An open letter to the SARS
You are the most incompetent, annoying and frustrating (dis)organisation it has ever been my misfortune to deal with, and I’ve dealt with a few in my time.
Every year, without fail, you send me a sms stating that I owe you a small fortune in taxes, taxes it must be noted that have already been deducted – monthly – from my salary and paid over to yourselves.
No telephone numbers, no details and no names but - like the Mafia - threatening that if I don’t come up with the goods immediately you will take action against little old me.
You money-grabbing assholes don’t even supply an e-mail address – or at least a valid one that responds to my e-mails - maybe because you are scared, or unable, to answer the e-mails which are sent to you, or maybe because you like to operate from the murky depths like sharks, orcas, gremlins and other Stephen King-like nightmares.
I’ve submitted documentation – piles and piles of documentation – on numerous occasions, for 3 years now, including certified copies of passport stamps, IRP5’s, letters from employers, spread sheets showing earnings, deductions, gross and net pay - everything except what I had for breakfast - and yet you ignore, lose or misplace this all and then go quiet until it’s time to send out sms’s again.
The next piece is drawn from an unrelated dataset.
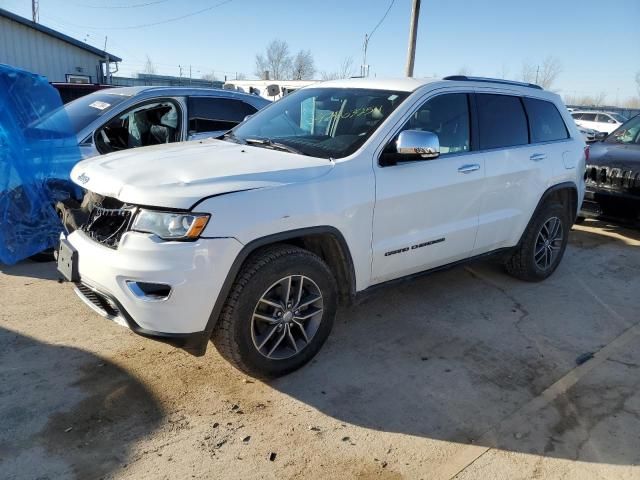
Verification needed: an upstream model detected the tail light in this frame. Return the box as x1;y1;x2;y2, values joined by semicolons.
584;145;590;163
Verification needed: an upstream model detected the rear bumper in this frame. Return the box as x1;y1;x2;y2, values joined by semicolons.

I cannot retrieve the money being held by an insurance company, via two sets of provident fund contributions dating back to 2010, as they are waiting on you to assure them that I do not owe yourselves any money. How twisted is that, you useless bloody clowns?
Obviously neither can I retrieve the taxes you have taken from me for 3 years now yet you state, continuously, ad nauseam – probably using my money - that you are going after tax-dodgers, that your income is steadily increasing and that you are doing a good job for all. HA!
My only question for you, you miserable, bottom-dwelling, blood sucking, scum-eating parasites is this:
If I die before you refund me, will you continue sending me threatening sms’s as then I’ll know to take my cellphone and laptop with me so that I can contact you from HELL?
Oh right, on second thoughts it’ll only be a local call as you lot will be sitting right next to me.